Blog 410 – 09.20.2016
At the conclusion of the movie Terminator: The Rise of the Machines, John Connors, the hero and future hope of the survival of man over the machines says, “There is no fate but what we make.” That is so opposite the fatalistic vision of the previous movies in the franchise and runs contrary to the view that many have today of a fearsome future because of some dire predictions they have read which are based mostly on a particular interpretation of the books of Daniel and The Revelation, books in the Christian Bible from the Old and New Testaments respectively.
That particular interpretation of some very symbolic imagery in the scriptures is called Pre millennialism which takes its name from the belief that there will be a thousand year reign of Christ on the earth and before that some pretty horrendous things occurring like a fierce battle of Armageddon between all the good guys and the bad guys. Former President George W. Bush believed that stuff and it informed his decision to invade Iraq and many of us know how well that worked out. A great deal of political support for modern Israel in this country and around the word comes from Pre millennialists who believe that the mosque in Jerusalem will be torn down and Solomon’s Temple rebuilt with animal sacrifices begun again and they think they see these things in Daniel and The Revelation. Sounds like the name of a Rock band to me and about as likely to happen as finding the lost Ark, either one Noah’s or the one
Indiana Jones found in the movie that the Nazis were looking for.
It must be a fearful world to live in where you think your fate is sealed and there is nothing you can do about it. Pre millennialists are also mostly Calvinists. That is another Bible interpretation group that believes in all or some of the points of theologian John Calvin who believed the Bible teaches that man has no free will and is predestined to whatever fate that God has preset or predetermined, heaven for some and hell for others.

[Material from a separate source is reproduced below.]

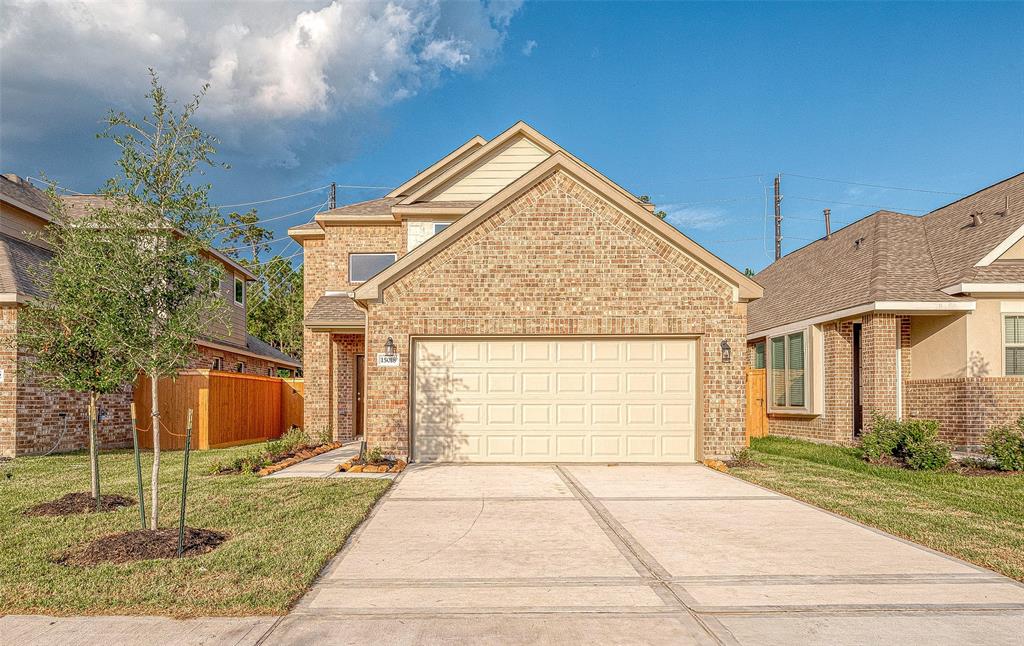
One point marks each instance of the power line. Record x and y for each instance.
(859, 183)
(278, 217)
(853, 204)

We are all tempted at times to believe that we have no say, that the cards are stacked against us, that somebody else is responsible for our lot in life. And I do not say this to excuse anyone’s or any group’s mistreatment of others in the past or now. But I do believe that we are individually most responsible for the world that we create around us and that we create it by the thoughts we think, the words we say, and the follow up actions that mirror our thoughts and words.

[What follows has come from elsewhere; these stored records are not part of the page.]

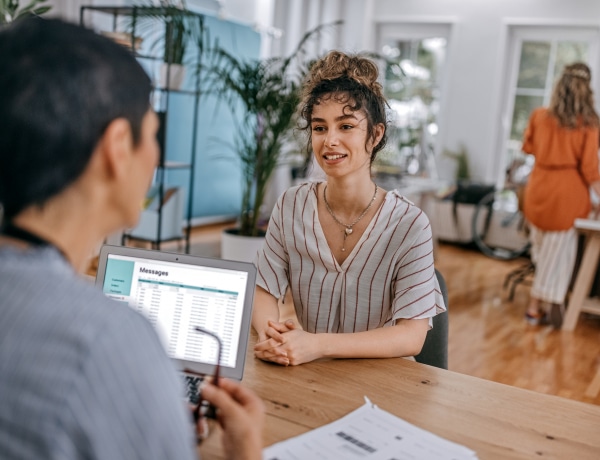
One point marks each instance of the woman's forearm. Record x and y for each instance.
(265, 309)
(404, 339)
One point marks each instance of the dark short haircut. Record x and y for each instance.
(61, 85)
(356, 97)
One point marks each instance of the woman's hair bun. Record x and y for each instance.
(336, 65)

Our ultimate fate is, I think, set. We win, we awake to the full knowledge of Who and Whose we are, we get to all go Home. I do not believe some us are good or chosen while others of us are bad or damned. Hell as a concept comes from a place out side Jerusalem for burning the trash. God, the Universe, has no trash, everyone and everything is recycled and re-purposed. We are collectively and individually all of us the apple of His eye, precious and beyond price. We are everyone His prodigals allowed to chose our own path, find ourselves, and when we come to ourselves we will come home realizing all this has been but a dream we were allowed to dream by a loving Father.